Denise McKenna, co-founder of the Mental Health Resistance Network, said she also feared the plans were part of a long-term government strategy to privatise the NHS and move to an insurance-based system similar to the one that operates in the US.
PHBs, she said, would allow the government to separate those service-users who would be “uninsurable” and unprofitable under an insurance-based system, including those with severe and enduring mental health conditions.
She said: “I understand people with physical disabilities find PHBs excellent and it is really important to independent living that people are in control of their own lives.
“My fear is not in the here and now. It is what is going to happen in the future, what their motives are and what it will lead to.
“My fear is that it is a major step towards privatisation.”
McKenna said her own experience was that it was “practically impossible” for people with mental health conditions to secure a social care personal budget.
For those who were able to, she said, they were unable to benefit from the funding because the scheme was so badly run.
Clenton Farquharson, chair of Think Local Act Personal – a national partnership committed to health and care personalisation and community-based support – and a consultant on equality and inclusion, welcomed the government’s plans.
He said: “We know from our experience of personal budgets that when implemented well they enable choice, control and improve wellbeing.”
He said he was not concerned by claims that the government’s plans were part of creeping privatisation of the NHS.
He said: “Personal health budgets are motivated by an underlying principle to humanise a bureaucratic approach to supporting people with long term health and social care support.
“They are also driven by a need to effectively integrate health and social care that will help minimise costly, confusing and unsustainable processes that, in my experience, has had a negative impact on my life.
“I am not aware of any evidence that suggests the further expansion of PHBs is changing existing practice whereby clinical commissioning groups commission a range of services from both the NHS, community sector and private providers.

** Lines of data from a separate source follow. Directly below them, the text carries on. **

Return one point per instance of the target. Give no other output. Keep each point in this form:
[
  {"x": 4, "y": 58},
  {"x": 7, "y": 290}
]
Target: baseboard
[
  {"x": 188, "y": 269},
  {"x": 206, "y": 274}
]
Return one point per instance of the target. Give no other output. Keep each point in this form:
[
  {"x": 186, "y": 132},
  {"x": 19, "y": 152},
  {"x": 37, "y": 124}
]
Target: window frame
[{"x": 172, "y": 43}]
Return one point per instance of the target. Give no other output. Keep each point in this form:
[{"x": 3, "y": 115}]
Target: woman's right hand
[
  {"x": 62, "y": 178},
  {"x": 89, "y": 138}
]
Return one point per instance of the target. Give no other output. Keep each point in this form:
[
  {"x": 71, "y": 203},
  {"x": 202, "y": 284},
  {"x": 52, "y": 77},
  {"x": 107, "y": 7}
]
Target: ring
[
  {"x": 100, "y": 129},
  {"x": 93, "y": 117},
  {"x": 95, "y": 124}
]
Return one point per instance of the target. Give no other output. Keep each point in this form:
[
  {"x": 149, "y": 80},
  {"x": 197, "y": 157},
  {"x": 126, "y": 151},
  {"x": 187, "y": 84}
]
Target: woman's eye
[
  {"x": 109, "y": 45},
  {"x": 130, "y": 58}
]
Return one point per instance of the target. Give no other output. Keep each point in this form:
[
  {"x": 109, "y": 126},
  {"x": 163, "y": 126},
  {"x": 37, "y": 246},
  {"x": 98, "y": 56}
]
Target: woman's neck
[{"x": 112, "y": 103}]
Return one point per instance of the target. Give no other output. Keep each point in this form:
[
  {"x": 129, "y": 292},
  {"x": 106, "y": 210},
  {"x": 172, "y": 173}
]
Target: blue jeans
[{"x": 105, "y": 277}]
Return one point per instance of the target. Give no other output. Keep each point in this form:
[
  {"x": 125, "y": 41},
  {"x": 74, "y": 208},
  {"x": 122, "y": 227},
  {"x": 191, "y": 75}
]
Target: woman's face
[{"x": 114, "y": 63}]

“If done correctly, PHBs can benefit people by offering a choice of affordable, quality, person-centred care that can significantly improve citizens’ health and wellbeing.”
Baroness Campbell, who has been working closely on the issue with James Sanderson, director of personalised care for NHS England, also dismissed concerns that expanding PHBs was “privatisation by the back door”.
She said that expanding PHBs could “help deliver independent living more effectively, by extending disabled people’s choice and control over the support they require to stay well and less reliant on hospital care and other health interventions.
“This is inevitably a more cost-effective approach to supporting well-being – a major principal of the Care Act.”
The government plans to outline its next steps in this summer’s adult social care green paper.
The PHB consultation closes on 8 June.